# Tensorflow lite symmetric quantization

I noticed that when applying symmetric quantization (e.g. for kernels in Conv2D), there seems to be a small difference. Here is an example:

Kernel Quantization for 8 channels
-0.9445736408233643 ≤ 0.010435814969241619 * q ≤ 1.3253484964370728
-1.6590485572814941 ≤ 0.014620891772210598 * q ≤ 1.8568532466888428
-0.5196806788444519 ≤ 0.007325740065425634 * q ≤ 0.930368959903717
-0.8861835598945618 ≤ 0.019360164180397987 * q ≤ 2.4587409496307373
-1.0639452934265137 ≤ 0.014767976477742195 * q ≤ 1.8755329847335815
-7.1115498542785645 ≤ 0.05599645525217056 * q ≤ 3.182971239089966
-2.5442817211151123 ≤ 0.020033713430166245 * q ≤ 1.6315118074417114
-2.2797913551330566 ≤ 0.017951112240552902 * q ≤ 1.0806652307510376

Let’s consider 2 cases:

1. Maximum side is larger (in an absolute sense) than the minimum.
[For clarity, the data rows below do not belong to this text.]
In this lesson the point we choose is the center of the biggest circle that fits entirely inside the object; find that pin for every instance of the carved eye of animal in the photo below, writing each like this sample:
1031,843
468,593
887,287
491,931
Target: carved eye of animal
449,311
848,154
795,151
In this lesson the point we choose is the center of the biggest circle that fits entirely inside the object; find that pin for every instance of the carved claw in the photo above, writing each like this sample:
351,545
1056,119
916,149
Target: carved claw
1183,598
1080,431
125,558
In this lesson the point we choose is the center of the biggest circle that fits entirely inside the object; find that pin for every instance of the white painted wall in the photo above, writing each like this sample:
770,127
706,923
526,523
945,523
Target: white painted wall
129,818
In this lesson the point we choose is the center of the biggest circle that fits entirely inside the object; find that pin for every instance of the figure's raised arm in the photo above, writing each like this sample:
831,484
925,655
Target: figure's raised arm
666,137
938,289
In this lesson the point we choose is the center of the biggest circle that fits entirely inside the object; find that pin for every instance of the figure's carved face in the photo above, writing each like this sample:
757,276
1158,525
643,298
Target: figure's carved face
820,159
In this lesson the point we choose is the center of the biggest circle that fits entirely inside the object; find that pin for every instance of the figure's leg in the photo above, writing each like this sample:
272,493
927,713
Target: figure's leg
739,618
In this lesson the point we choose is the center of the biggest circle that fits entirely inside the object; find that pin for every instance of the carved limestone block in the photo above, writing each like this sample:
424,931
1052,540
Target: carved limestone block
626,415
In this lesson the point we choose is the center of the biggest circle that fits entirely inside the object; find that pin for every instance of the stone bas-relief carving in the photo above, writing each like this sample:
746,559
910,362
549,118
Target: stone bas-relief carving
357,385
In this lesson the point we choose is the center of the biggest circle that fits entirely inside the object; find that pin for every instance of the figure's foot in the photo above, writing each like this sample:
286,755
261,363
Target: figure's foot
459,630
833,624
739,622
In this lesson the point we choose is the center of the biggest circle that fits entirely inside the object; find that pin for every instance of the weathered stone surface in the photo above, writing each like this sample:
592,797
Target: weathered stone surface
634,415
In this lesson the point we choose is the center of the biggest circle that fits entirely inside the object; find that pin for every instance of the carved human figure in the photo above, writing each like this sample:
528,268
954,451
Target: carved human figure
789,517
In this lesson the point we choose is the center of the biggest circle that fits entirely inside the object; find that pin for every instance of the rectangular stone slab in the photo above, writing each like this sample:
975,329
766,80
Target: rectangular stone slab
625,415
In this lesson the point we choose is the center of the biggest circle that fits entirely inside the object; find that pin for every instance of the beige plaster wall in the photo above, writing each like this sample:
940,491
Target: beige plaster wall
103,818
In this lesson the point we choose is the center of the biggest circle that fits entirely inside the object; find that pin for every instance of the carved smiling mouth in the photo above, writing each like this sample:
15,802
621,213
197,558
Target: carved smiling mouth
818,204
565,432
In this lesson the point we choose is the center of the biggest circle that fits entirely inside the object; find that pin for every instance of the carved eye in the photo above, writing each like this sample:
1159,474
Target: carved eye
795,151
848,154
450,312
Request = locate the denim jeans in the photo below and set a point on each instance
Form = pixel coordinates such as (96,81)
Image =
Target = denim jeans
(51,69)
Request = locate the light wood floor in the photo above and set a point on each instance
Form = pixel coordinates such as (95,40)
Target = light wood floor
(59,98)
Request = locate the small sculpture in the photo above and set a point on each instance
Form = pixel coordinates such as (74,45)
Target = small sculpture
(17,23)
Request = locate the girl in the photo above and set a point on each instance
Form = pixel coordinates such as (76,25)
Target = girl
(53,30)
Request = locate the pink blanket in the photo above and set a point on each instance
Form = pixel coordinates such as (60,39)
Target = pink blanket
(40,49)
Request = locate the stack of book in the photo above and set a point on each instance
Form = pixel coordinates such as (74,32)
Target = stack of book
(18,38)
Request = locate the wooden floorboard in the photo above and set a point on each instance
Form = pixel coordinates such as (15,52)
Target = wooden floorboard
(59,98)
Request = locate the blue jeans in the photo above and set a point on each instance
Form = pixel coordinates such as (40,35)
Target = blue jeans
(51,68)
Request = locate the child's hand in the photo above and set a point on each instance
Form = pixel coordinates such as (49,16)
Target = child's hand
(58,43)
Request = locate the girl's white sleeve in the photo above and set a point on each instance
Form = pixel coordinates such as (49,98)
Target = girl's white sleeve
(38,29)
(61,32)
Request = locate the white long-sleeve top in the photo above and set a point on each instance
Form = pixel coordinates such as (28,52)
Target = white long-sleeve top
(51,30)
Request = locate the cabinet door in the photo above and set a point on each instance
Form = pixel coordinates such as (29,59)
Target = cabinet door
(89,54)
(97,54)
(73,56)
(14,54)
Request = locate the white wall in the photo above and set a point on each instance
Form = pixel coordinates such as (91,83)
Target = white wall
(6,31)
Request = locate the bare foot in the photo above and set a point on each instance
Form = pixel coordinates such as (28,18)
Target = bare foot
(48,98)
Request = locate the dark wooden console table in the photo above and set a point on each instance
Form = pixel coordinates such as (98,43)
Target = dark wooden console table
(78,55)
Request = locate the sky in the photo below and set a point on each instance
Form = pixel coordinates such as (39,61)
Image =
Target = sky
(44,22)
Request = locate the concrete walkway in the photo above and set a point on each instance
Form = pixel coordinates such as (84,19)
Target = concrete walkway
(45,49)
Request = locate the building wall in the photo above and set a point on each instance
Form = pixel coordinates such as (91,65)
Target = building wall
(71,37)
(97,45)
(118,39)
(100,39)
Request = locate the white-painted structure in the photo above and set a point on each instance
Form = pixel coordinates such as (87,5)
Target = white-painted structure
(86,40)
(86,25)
Say the 1st row. In this case, the slope is calculated as (1.3253484964370728/127) = 0.010435814969241619
2. Minimum side is larger (in an absolute sense) than the maximum. Say the last row. In this case, the slope is still calculated as (2.2797913551330566/127) = 0.017951112240552902

In case 2, it looks like we are missing 1 step (-128). Should we not divide by 128 to get (2.2797913551330566/128) = 0.01776399. A small change but it seems like we are losing 1 quantization step in our calculation.